Now, new gadgets presented at the ACM Symposium on User Interface and Technology suggest that we will all soon be able to do the same in our own homes. The Digits system developed by Microsoft Research is able to capture details of hand gestures (down to the jointed segments of individual fingers) that are missed by full-body motion capture like the Microsoft Kinect system.  Digits consists of a motion detector/camera worn on the wrist to capture gestures without the need for special gloves or outside software. The hand movements are translated on a screen that allows the user to control a computer, and even play a game, all without ever touching a screen or keyboard.

Lead researcher David Kim of Microsoft Research, says that the Digits device will allow anyone to communicate with their surroundings using simple hand gestures.  Hand waving is much more intuitive than point-and-click and research into natural movement could allow the technology to adapt to evolved human responses.

Imagine walking into your home after a long day with your fists gripped with tension.

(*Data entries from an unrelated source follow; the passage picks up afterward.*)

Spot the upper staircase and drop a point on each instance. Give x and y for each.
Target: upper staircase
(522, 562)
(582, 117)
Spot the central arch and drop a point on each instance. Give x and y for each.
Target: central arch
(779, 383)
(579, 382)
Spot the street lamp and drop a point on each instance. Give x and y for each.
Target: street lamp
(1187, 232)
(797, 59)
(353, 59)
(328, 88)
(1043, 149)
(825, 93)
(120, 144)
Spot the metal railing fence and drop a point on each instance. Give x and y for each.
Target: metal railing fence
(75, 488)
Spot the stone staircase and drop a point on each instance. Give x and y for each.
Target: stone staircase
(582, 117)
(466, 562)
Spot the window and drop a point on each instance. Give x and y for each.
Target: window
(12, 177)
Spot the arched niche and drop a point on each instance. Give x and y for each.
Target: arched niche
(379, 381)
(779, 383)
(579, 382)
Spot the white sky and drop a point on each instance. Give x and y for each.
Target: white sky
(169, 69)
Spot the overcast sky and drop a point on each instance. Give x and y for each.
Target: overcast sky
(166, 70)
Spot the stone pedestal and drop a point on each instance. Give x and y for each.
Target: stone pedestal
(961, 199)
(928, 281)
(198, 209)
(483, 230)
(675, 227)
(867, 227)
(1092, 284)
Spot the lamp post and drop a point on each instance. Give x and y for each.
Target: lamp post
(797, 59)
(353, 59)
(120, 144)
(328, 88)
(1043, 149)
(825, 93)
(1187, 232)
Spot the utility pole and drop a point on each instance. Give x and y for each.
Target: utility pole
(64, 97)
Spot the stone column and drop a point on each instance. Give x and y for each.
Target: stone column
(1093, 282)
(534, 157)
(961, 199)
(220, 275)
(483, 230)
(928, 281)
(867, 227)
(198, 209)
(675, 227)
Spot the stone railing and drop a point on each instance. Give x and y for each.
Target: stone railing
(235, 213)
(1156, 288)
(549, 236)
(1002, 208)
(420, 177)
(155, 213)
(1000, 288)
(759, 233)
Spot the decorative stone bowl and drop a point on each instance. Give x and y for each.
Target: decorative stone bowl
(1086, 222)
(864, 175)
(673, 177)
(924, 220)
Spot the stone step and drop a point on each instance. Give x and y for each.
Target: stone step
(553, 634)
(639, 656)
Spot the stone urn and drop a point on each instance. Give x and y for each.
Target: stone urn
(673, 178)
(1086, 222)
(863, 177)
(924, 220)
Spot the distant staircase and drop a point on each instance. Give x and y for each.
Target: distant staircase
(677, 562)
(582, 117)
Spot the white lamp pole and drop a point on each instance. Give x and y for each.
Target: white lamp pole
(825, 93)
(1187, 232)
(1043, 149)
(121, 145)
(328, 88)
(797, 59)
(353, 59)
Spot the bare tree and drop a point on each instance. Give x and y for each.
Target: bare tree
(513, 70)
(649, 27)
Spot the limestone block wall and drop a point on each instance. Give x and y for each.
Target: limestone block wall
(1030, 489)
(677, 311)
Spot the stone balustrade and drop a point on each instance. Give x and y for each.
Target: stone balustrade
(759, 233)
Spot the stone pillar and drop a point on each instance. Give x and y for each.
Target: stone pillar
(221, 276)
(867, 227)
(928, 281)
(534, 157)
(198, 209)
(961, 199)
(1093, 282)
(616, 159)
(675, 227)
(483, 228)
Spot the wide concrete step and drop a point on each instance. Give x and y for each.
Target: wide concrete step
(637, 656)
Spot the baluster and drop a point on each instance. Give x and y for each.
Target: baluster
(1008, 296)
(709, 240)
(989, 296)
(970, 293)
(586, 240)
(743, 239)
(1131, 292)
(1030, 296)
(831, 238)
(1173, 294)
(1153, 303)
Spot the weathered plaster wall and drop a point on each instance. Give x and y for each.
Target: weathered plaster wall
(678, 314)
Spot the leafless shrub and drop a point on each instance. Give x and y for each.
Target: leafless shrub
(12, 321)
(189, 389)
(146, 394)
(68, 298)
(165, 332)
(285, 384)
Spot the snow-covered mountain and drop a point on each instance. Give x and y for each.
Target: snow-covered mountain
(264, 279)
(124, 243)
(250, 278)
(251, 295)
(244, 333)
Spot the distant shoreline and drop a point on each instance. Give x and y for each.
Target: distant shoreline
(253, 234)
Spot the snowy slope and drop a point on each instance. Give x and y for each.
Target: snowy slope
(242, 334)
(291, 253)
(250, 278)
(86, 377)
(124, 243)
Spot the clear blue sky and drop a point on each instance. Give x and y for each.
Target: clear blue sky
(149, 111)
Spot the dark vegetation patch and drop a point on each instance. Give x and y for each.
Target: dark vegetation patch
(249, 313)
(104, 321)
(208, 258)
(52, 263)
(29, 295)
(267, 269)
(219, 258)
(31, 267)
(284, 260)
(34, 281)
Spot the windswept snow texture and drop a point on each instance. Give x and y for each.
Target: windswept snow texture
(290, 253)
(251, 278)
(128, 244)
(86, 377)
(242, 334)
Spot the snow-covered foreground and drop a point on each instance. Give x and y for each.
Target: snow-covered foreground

Immediately, pleasant music comes on and the lights dim to create a relaxing ambiance — all because your body language was “read” by a system that could see your fists and understand that it was likely that you were stressed.  Your dog could feed itself using a simple paw movement it learned or you might receive a push notification on your mobile device when your kids are fidgeting far too much to be sitting and doing their homework.  Your environment becomes your own, intuitively making changes to improve your experience of it.